Кость неопределенно махнул рукой в сторону океана, негр ударил по струнам, и снова зазвучала песня и снова оборвалась, негр протянул Костю инструмент и спросил:
— Играешь на банджо?
Кость кивнул головой, хотя подобного инструмента никогда в руках не держал — когда-то он умел немного бренчать на цимбалах, — взял банджо из рук негра и кое-как, неумело заиграл, да еще и запел, и хотя его песня была совсем иной, чем негритянские, черные люди закачали в тоске головами, ибо услыхали в ней эту тоску:
Кость умолк и до крови прикусил губу, потому что только теперь к нему пришло полное осознание безысходности; старый негр встал и, тронув Костя за плечо, сказал:
— Возьми себе банджо. С ним будет легче.
Но легче не стало. Стало тяжелее. Песня будоражила, тоска сдавила сердце.
И Костю снова захотелось в порт, но уже руки не тянулись к работе, потому что был у него достаток; труд, который когда-то наполнял его жизнь, теперь был не нужен… Грузчики пели свои песни, а слышалась ему всегда та, которую сложил сам; опустошенный и измученный, он садился за руль и гнал автомобиль по ровной автостраде, гнал без цели, чтобы просто быть в движении, чтобы создавалась Иллюзия возвращения обратно. Сперва это помогало, но скоро тоже утратило смысл — как и вся жизнь. Здесь имели цену его физические силы, духовные же, которые проснулись в нем, никому не могли понадобиться: ни воспоминания, ни песни, ни язык; он сидел дома и играл, играл на банджо, а песня мучила и укоряла. Не будучи ни в чем виноватым перед родными краями, он начал чувствовать себя изменником. И однажды…

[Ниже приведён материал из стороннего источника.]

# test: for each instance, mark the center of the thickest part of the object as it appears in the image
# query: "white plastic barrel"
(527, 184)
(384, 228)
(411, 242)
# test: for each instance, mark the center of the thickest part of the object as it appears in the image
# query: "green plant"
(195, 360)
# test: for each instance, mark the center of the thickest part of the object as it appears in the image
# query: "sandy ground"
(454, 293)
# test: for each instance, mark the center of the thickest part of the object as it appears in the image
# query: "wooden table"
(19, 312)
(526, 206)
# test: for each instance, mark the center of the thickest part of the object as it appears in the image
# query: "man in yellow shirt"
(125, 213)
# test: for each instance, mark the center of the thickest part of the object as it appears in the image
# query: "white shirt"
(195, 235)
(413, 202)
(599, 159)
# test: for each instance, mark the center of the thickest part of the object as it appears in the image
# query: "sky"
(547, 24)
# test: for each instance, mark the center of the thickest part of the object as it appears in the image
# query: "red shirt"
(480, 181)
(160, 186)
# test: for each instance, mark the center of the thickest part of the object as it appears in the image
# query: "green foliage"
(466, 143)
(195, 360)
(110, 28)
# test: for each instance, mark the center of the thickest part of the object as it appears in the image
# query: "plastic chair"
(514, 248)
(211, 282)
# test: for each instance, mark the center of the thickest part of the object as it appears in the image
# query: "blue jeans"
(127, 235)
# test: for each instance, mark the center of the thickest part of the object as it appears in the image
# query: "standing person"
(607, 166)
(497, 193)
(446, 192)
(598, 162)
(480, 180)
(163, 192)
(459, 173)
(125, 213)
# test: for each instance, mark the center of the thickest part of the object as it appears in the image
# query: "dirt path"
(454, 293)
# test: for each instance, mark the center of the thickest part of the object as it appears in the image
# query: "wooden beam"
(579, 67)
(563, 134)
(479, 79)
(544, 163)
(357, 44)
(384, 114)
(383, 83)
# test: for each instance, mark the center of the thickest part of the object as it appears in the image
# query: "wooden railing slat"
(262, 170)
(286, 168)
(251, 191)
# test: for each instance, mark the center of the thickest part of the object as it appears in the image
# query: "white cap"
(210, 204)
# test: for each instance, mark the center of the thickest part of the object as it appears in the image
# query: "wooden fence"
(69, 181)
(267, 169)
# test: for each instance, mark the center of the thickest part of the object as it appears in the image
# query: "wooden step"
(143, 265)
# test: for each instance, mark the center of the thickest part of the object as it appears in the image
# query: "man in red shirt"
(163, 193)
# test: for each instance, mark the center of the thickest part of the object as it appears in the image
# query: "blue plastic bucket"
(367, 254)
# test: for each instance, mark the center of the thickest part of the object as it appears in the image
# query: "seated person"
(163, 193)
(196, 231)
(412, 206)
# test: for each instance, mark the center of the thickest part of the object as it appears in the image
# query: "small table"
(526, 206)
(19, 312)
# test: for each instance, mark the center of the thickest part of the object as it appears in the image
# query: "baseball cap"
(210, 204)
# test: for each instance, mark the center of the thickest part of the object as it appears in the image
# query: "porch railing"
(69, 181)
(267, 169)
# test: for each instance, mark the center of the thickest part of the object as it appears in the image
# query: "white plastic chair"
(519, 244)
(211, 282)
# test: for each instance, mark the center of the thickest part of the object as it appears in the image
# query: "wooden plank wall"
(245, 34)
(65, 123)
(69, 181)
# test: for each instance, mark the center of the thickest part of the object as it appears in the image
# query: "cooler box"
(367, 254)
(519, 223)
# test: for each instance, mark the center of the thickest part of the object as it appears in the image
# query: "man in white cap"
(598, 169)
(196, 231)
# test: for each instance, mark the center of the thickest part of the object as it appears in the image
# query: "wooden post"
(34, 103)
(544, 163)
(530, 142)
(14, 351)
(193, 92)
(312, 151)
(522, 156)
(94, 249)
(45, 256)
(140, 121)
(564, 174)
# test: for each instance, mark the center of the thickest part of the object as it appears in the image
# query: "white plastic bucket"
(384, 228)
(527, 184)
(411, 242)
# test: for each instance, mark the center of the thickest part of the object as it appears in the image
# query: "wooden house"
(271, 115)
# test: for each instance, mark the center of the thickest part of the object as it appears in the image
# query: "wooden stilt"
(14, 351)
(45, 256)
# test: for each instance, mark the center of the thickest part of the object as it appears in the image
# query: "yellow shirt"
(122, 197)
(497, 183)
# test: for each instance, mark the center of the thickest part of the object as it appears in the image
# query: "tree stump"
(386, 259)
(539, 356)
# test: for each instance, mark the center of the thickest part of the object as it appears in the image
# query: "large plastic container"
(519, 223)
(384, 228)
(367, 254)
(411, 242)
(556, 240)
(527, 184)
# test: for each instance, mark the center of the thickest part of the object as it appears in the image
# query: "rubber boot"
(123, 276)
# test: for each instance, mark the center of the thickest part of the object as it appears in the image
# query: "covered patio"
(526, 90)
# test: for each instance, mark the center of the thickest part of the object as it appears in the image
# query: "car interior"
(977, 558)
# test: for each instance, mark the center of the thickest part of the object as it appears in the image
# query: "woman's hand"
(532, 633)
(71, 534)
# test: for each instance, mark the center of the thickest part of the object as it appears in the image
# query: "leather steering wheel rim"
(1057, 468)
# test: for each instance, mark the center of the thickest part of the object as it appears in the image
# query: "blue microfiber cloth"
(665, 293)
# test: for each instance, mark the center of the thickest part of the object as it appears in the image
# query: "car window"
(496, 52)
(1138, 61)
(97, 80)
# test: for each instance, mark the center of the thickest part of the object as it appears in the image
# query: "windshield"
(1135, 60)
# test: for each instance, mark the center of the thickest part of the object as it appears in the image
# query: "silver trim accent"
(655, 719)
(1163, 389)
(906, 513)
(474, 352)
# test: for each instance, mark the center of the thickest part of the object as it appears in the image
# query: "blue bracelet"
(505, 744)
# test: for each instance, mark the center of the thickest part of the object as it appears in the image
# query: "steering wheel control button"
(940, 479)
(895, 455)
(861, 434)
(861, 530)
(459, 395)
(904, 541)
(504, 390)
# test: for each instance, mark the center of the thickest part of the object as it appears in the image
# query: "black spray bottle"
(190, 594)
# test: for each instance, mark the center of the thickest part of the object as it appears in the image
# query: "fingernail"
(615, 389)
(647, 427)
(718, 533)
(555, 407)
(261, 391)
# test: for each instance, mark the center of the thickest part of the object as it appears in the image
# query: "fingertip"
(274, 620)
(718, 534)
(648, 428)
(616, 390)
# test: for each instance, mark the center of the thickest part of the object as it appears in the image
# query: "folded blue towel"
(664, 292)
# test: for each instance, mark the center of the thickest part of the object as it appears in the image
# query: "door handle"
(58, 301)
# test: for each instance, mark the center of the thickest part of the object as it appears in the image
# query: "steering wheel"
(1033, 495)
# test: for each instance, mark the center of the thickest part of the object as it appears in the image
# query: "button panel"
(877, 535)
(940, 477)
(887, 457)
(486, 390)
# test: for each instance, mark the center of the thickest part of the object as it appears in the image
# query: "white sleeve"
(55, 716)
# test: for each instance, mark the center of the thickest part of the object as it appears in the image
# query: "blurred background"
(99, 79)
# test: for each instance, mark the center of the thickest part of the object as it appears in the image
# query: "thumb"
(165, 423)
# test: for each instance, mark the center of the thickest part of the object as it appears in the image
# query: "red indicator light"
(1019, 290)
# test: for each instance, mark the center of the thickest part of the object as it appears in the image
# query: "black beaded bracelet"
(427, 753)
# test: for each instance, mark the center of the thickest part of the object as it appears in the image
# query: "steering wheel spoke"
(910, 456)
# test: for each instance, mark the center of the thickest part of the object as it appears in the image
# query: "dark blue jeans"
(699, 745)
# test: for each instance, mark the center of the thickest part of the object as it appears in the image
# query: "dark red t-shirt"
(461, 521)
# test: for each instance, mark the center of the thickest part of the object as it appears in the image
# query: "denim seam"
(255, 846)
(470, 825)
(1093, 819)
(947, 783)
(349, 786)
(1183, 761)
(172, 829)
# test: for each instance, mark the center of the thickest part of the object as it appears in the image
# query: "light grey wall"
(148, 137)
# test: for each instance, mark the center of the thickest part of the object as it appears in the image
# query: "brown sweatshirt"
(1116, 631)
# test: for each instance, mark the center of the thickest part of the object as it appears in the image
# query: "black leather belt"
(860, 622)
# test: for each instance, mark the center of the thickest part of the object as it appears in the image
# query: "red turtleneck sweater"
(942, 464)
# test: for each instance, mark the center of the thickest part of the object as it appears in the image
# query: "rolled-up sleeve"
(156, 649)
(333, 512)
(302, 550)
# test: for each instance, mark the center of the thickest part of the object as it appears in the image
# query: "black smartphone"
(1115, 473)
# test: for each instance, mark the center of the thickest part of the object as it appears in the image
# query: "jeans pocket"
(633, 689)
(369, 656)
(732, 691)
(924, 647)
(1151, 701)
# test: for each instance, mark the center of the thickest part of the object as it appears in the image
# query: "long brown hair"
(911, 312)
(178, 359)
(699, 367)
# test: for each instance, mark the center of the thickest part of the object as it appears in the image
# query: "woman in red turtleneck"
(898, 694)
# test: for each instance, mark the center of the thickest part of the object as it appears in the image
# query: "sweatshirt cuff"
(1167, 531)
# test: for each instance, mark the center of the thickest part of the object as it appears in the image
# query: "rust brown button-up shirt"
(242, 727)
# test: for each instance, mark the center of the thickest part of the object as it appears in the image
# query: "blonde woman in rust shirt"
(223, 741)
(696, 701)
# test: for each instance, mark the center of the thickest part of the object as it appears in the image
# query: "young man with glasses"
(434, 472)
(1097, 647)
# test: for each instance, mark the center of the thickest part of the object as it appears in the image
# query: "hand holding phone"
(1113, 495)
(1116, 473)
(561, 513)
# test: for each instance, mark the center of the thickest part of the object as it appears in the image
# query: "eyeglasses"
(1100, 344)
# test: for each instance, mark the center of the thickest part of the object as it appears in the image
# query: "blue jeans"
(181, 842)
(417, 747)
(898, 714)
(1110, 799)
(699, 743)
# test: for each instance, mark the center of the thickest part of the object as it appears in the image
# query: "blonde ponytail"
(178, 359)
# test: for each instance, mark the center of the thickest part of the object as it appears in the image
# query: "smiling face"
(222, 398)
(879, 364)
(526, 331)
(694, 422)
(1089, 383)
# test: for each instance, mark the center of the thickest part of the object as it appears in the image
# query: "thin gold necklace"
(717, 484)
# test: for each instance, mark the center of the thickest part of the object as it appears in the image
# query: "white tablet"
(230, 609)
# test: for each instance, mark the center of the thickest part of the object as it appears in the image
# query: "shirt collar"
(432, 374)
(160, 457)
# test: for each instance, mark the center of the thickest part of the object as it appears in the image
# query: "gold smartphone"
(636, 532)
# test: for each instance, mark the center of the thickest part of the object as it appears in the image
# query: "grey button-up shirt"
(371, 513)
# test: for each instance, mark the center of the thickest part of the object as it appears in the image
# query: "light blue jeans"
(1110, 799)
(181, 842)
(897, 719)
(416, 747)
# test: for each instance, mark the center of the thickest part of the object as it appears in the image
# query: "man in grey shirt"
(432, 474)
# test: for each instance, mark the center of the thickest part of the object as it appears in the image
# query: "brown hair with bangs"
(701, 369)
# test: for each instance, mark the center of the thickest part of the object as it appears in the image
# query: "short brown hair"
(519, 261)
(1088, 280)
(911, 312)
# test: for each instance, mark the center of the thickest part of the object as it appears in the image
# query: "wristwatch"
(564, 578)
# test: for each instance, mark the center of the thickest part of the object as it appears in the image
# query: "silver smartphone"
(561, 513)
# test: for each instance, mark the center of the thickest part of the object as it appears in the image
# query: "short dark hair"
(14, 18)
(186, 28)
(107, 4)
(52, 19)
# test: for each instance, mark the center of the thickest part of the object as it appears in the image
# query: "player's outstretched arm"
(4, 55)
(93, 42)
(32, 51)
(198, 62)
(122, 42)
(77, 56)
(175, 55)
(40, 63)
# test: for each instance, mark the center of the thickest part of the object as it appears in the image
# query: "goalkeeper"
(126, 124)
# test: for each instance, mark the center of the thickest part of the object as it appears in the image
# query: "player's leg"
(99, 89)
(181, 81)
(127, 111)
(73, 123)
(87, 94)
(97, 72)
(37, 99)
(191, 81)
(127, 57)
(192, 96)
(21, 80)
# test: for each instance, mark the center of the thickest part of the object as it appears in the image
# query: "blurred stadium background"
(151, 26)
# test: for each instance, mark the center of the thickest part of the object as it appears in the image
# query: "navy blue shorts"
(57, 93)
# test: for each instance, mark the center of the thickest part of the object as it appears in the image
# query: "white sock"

Однажды Кость, просматривая газеты, вдруг наткнулся на маленькую, в несколько строк, заметку, в которой сообщалось о сафре на Кубе. И не обратил бы он на нее, как и на сотни других, никакого внимания, если бы не одна фраза: «На тростниковых плантациях работают комбайны, которые поставляет Кубе… Город». Да неужели это его Город, о котором не хотели слушать гордые бостонцы? Город, который многим славился, но в промышленности остановился на производстве суперфосфата и щеток? Неужели это он поставляет теперь миру свои машины?
И Кость сообразил, что не видел его десятки лет, а за эти годы он, Кость, постарел, а Город, как видно, помолодел; пускай себе бостонцы живут у себя, а Костю надо, пока не поздно, мчаться к отчему порогу, ведь не тут, а там, наверно, нужны и его руки, и сердце, и мозг.
Он продал за бесценок все свое добро, купил билет и, упаковав три больших чемодана, два полегче и один очень тяжелый, сел на теплоход.
Но в Городе о нем помнили. В Городе жили в одном доме две его сестры.